Wednesday, February 23, 2011

Cox Providence Marathon Training

Holy cannoli batman! Only 9 weeks before I run the Providence Marathon! It's just dawning on me that's really not far away...

Many moons ago, I wrote a post on lessons learned from my last disaster of marathon, which occurred a few months before I got pregnant in 2009. (Note: I can't seem to locate the post due to poor tagging. Therefore, I've learned yet another lesson; tag your posts appropriately.) Anyway, during that last training cycle I ran entirely too hard, wound up sick and injured, blah, blah blah. I came to the conclusion, that a crazy person such as myself, needs a shorter training cycle. This doesn't really mean that I haven't been training, but I tell myself I'm not training. Yes, I can be a bit strange, but now we're off topic.

For the Providence marathon, I decided that the week leading up to the half marathon would mark my first week of official marathon training. My first long run was the half marathon plus warm up and cool down, which gave me 17 miles for the day. So what does the rest of my plan entail? I'm so glad you asked!

  • I'll run a long run every other week. This gives me 4 long runs that should be 20 plus miles each. I don't have specific distances for the long runs planned. I'm going to run for time (rather than distance), and aim to keep my heart rate in my easy zone. I plan to run 3 hours, 3:20, 3:20, and then back down to 3 hours. I'm hoping this will keep my craziness in check.
  • Also, rather than worrying about running fast all the time, I'd like to try to keep my weekly mileage higher (between 48 - 62 miles).
  • There will be 1 tempo run every week (or every other week depending on how my legs feel) between 6-8 miles.
  • There will be 1-2 marathon pace runs every week between 6-10 miles.
  • Everything else will be easy. I'll just be aiming to get in the miles. I know some people hate this philosophy, but when I was in college we had two very hard workouts a week and all other runs were just about getting in the miles, not about pace. I was a lot faster then than I am now, so maybe there's something to that...
  • The running calculators claim I can run a 3:22, which is based on my 1:36 half from last week. I plan to train for a 3:30. I'm hoping that this might help prevent injuries, and set me up to run a 3:35 so that I can run Boston on my birthday! Because I so want to run Boston on my birthday! Deep breath...I just got overly excited there for a second...
How long are your marathon training plans? Do you follow specific plans or do you make up your own?

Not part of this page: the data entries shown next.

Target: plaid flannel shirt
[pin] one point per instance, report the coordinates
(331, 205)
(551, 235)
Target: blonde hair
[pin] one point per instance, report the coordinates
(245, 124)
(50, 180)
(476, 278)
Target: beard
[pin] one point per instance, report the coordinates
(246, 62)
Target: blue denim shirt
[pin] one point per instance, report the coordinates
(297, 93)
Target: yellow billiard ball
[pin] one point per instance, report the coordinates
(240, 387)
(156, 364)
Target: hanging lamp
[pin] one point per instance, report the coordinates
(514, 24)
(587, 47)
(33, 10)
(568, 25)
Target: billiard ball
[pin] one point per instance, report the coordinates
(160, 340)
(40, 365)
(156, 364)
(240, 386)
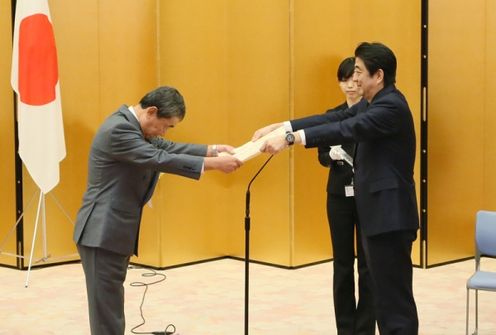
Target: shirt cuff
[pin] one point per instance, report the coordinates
(287, 126)
(303, 138)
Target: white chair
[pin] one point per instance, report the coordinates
(485, 245)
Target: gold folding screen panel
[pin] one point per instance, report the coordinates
(461, 151)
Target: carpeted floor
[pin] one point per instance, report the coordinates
(208, 299)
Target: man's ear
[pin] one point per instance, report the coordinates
(379, 76)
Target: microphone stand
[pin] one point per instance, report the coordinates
(247, 242)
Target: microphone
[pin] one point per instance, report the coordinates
(247, 241)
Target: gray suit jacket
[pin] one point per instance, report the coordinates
(123, 170)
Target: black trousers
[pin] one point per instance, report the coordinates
(105, 273)
(352, 318)
(390, 264)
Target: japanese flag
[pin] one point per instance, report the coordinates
(35, 79)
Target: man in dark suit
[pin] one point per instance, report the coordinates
(126, 157)
(382, 126)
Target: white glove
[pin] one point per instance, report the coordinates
(336, 153)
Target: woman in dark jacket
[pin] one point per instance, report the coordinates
(352, 318)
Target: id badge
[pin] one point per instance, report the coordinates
(349, 191)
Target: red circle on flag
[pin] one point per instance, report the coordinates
(38, 73)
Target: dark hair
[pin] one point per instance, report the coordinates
(168, 101)
(346, 68)
(377, 56)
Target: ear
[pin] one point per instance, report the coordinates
(379, 76)
(151, 111)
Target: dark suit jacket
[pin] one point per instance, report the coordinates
(340, 172)
(123, 170)
(384, 158)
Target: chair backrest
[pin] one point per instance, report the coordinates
(485, 233)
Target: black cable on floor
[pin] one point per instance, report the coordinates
(170, 329)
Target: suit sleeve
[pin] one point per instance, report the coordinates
(380, 120)
(180, 148)
(126, 144)
(315, 120)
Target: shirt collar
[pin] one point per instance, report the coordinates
(131, 109)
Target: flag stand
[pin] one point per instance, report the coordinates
(40, 215)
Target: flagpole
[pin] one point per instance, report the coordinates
(18, 171)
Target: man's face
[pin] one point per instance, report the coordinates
(154, 126)
(367, 84)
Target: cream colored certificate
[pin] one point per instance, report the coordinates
(252, 148)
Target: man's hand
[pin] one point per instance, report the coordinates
(265, 130)
(275, 145)
(224, 163)
(215, 149)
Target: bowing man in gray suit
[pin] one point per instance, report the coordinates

Marathon Training Week 1 (2/14 - 2/20)
Total Miles: 50
Total Time: 6:40
Average Pace: 8:00 min/mile

Marathon Training Week 2 (2/21 - 2/27)
Total Miles: 50.25
Total Time: 7:15
Average Pace: 8:39 min/mile

4 comments:

Karen said...

Your training plan looks great! I think I have the same problem with over-training myself.

I usually loosely base my marathon plan from Hal Higdon's, making my long runs longer so I can run more than just a couple 20's. My most recent plan is following HH's Novice 2 for the short and mid length runs and then alternating 12-16-20 each week for until March 7. And I think it's too much for me, so I've scaled it back a little bit by slowing my runs down a little.

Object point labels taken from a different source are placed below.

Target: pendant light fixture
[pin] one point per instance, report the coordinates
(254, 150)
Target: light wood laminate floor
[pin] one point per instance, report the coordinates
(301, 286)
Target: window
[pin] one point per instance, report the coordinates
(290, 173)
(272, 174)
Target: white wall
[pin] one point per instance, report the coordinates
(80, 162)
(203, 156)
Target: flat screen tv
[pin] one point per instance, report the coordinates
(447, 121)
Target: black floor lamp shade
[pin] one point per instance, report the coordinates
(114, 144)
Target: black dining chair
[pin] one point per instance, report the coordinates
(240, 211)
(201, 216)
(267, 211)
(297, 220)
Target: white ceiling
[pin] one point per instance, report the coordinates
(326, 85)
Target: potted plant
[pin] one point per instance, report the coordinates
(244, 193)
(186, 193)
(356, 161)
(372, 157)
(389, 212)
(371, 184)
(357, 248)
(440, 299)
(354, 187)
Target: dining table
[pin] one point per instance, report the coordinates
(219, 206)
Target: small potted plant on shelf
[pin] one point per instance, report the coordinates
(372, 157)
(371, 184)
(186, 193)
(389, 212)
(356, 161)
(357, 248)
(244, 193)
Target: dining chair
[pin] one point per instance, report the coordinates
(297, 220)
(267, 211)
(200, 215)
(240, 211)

Then I go 12-20-12-20 until I taper for the race. I have a tune-up half marathon this upcoming weekend, so we'll know for sure if I'm over-trained or not. :)

Jacqueline said...

I never follow a plan ... I write down a bunch, read a bunch, plug in my paces for Pfitz a bunch ... and then go do whatever I want. For me, a similar plan to what you are doing has worked best -- higher mileage, more easy miles, and not so much "leaving my race" on my training run. I tend to get overconfident and start hauling ass on every run, just because I can, and then hurt myself.

I think the higher mileage/easier running plan is a solid one. Good luck!

lindsay said...

your plan sounds good to me! i usually need more structure - but that just means "tuesdays = tempo runs" or something. i used to need more than that, but i haven't been too successful with a strict schedule in quite awhile so now i just aim for 1 tempo/hard run per week and 1 long run and then fill in the rest with miles to get me to my target weekly mileage.

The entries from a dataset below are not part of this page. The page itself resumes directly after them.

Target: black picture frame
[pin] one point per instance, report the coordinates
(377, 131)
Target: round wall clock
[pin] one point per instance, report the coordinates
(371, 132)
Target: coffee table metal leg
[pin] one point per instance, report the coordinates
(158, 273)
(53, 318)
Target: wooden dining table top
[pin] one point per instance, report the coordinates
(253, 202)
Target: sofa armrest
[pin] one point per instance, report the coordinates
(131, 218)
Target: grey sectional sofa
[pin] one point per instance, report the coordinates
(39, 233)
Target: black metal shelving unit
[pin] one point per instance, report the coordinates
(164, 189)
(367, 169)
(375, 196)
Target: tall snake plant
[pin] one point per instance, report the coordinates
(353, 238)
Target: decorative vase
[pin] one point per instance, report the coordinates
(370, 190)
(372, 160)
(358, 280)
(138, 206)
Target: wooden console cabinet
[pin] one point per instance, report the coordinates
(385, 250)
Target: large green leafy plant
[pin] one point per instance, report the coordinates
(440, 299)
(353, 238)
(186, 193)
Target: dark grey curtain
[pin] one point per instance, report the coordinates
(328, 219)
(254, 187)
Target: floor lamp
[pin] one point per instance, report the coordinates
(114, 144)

i just use 'paint' to draw. haha. nothing fancy... that's why they look like a 5 yr old drew them. :)

also i think when you are in the "edit post" view where all your posts are in a list you can type in the box at the top and it will search for posts with that word. worth a shot i guess.

Running and living said...

Yes, this should work wonders for you! You ahve the speed, you need the endurance. May want to add a couple of pace miles at the end of your long runs later on, but for now this seems perfect! Yay!